Overview: Tsunami of Dec., 2004

General Topics: 



    On December 26, 2004 a quake with an intensity of 9.0 on the Richter scale occurred in the ocean near the Indonesian town of Banda Aceh. The quake was felt in many countries across the region. The tsunami triggered by the quake destroyed coastal areas of Sumatra, Thailand, Sri Lanka, Southern India and the Maldives, besides other countries, including far off Somalia.

    At Adyar, the International Convention was being inaugurated at the time the tsunami hit the coastline.  Water from the river came in up to the coconut grove around the Buddhist Temple, besides damaging the wall near the river.  Nine houses, in which a total of 12 employees lived, were damaged outside the T.S. There were however, no casualties. The river path, which was covered with debris, is being cleaned and is now returning to normal.  About 700 to 750 persons from the local villages took shelter in the Olcott School for a few days. They have since returned to their respective villages.

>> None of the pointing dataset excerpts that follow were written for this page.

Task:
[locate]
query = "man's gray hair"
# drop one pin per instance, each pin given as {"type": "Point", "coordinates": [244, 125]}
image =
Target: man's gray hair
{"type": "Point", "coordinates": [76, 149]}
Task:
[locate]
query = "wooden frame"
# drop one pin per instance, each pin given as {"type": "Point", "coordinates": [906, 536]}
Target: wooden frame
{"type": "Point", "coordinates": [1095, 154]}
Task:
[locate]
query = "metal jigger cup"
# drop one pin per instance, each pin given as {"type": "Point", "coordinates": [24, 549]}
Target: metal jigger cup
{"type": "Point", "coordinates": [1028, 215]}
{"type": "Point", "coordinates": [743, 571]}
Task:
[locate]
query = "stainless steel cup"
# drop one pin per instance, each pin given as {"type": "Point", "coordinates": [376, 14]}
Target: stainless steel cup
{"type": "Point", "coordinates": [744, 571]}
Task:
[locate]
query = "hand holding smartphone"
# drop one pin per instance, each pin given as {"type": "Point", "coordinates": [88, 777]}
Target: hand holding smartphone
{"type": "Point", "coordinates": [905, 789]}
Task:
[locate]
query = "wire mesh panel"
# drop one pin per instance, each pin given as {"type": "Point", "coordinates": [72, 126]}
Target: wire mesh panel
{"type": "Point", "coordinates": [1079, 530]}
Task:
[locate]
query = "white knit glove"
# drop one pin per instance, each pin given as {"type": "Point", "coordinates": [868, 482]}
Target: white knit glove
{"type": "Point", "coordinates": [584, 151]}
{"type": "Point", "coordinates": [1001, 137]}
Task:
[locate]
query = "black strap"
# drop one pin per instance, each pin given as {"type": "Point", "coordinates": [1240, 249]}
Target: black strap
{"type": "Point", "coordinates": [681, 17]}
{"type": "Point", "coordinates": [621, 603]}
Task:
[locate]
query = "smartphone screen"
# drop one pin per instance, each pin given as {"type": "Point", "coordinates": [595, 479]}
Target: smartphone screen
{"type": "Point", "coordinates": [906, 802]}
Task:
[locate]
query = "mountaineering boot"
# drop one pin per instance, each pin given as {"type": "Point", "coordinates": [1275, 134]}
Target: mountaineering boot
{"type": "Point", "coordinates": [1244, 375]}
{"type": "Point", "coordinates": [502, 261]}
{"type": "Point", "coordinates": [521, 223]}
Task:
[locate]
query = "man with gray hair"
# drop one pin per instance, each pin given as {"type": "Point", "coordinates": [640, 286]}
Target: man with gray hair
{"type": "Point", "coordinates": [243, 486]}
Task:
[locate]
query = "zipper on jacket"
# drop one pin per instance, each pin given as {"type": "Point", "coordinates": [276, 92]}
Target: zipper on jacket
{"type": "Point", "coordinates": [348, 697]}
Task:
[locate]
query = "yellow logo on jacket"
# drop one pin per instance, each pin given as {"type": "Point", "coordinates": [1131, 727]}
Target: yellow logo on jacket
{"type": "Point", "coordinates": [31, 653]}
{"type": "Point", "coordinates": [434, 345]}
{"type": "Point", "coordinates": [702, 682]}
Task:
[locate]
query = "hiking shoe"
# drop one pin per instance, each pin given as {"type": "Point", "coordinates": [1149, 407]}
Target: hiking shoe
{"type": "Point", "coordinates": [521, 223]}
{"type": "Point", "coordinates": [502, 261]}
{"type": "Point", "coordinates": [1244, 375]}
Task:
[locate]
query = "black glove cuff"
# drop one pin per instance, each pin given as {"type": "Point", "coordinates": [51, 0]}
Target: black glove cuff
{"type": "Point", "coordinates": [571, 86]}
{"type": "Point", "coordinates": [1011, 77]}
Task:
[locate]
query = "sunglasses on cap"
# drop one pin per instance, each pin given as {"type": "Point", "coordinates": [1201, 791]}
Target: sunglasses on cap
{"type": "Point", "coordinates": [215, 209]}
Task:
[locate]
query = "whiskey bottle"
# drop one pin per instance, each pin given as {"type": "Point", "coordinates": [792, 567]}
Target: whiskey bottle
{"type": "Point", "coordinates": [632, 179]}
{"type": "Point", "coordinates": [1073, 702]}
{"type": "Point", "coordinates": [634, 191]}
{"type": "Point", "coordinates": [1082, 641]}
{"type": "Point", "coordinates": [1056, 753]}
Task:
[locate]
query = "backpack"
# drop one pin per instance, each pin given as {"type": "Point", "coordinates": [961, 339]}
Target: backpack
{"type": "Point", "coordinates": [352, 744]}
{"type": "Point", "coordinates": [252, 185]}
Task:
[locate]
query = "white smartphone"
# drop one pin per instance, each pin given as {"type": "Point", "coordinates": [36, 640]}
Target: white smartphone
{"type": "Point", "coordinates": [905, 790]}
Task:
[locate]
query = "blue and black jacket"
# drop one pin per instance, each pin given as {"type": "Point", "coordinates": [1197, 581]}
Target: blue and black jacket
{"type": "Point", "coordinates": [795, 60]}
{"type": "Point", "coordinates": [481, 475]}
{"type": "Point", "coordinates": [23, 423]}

    The local TOS swung into action within an hour of the tsunami striking the coast.  An appeal was made and donations started pouring in.  Clothes, utensils, food grains, medicines and money were received from individuals. They were received at The Theosophical Society.  Volunteers from the Boy Scout Movement and local colleges were enlisted to sort the items, classify them and distribute them.  The first lot was distributed with the help of these volunteers.  Soon the volumes started to increase geometrically and the help of NGO groups became necessary. Consignments of clothes, medicines, medical disposables and utensils were dispatched to coastal districts in Tamilnadu like Cuddalore, Sirkazhi and Nagapattinam, which were the worst affected.  About two tons of food grains, mainly rice, was transported to these places.  A consignment of relief material was also flown in to the Andamans.  In all, about 125 children of the Olcott Memorial School were affected by the disaster. Books and school uniforms were distributed among the children who were not helped by the government scheme.


    The relief phase is slowly giving way to the rehabilitation phase.  Potable water in the coastal districts is likely to be a problem for about 18 months. A Reverse Osmosis plant for the Akkaraipetti village, near Nagapattinam, in coastal Tamilnadu is being donated with the facilitation of the TOS.  Vocational training centers, wherein the TOS can work with NGOs to re-train villagers in areas other than fishing are being considered.

    The Hindu of January 8, 2005 in an report entitled, ‘Contributions Galore for Tsunami Victims’, says, “The volunteers of Theosophical Order of Service, a non-governmental organization distributed provisions, medicines and textbooks to places, including Chennai and Cuddalore.”


    The TOS in Chennai is keenly aware of the need to do a better job of making  Theosophy and the Theosophical Society known in the world.  The tsunami relief efforts are demonstrating how the Society members actively work to live out their world view.  Goodwill is being generated in the community and constructive links forged with NGOs, companies and government departments.


    The response of TS, TOS members and sympathisers all over the world to this human tragedy is an indication of how committed they are to the application of our vital message.  We thank all who have sent money to the International Treasurer at Adyar to support the relief effort so far.  We have a long way to go but are greatly encouraged by the messages of concern coming in from around the world.